Nature game features strong girl role model

ByABC News
January 13, 2009, 1:34 PM

— -- Families looking for girl-centric video games that aren't about fashion and shopping might want to give Emma in the Mountains a try. Based on a French literary heroine, this new Nintendo DS game features a brave redheaded girl who is a nature lover.

While visiting her Grandpa Ted in the mountains, Emma helps to solve a mystery of why the groundhogs aren't around, even though it's spring and well past the time for them to have awakened from hibernation.

Told in a story format with 15 activities interspersed throughout, the game asks kids to solve a nature mystery by visiting different locations, playing minigames and talking to both humans and animals.

To play this video game, kids need to be old enough to read because it unfolds through written dialog spoken by Emma, her cousin Andy who accompanies her, Emma's talking dog Pickles and others.

As you play through the story, all of the activities become unlocked for play separate from the story mode. You also unlock bonus materials, including coloring games, jigsaw puzzles and nature fact sheets. And once you have finished the story, you can play through it again on a harder difficulty level.

This isn't a typical arcade-type kids' game, but rather a cute nature story with a variety of interactive elements and minigames. For example, as you start on your journey to find the missing groundhogs, you stop to have a snowball fight with your cousin.

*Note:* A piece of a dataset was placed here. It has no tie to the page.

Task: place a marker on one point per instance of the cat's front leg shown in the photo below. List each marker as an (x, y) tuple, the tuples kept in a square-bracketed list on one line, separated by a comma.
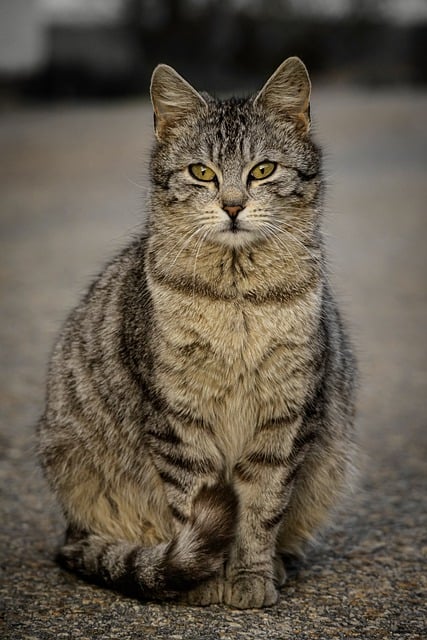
[(264, 482)]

Every time he pops up to throw a snowball at you, if you tap him first, your snowball will careen across the screen and throw him off balance. In another, you use the DS stylus to wipe away the snow so that you can find your dropped keys.

The story line explores how groundhogs fit into the food chain of animals found in the mountains, and some of the minigames even have a pro-environmental theme. For example, in one your goal is to find trash left by tourists, which is polluting the groundhogs' environment. In another, you match footprints in the snow to the animals that made them.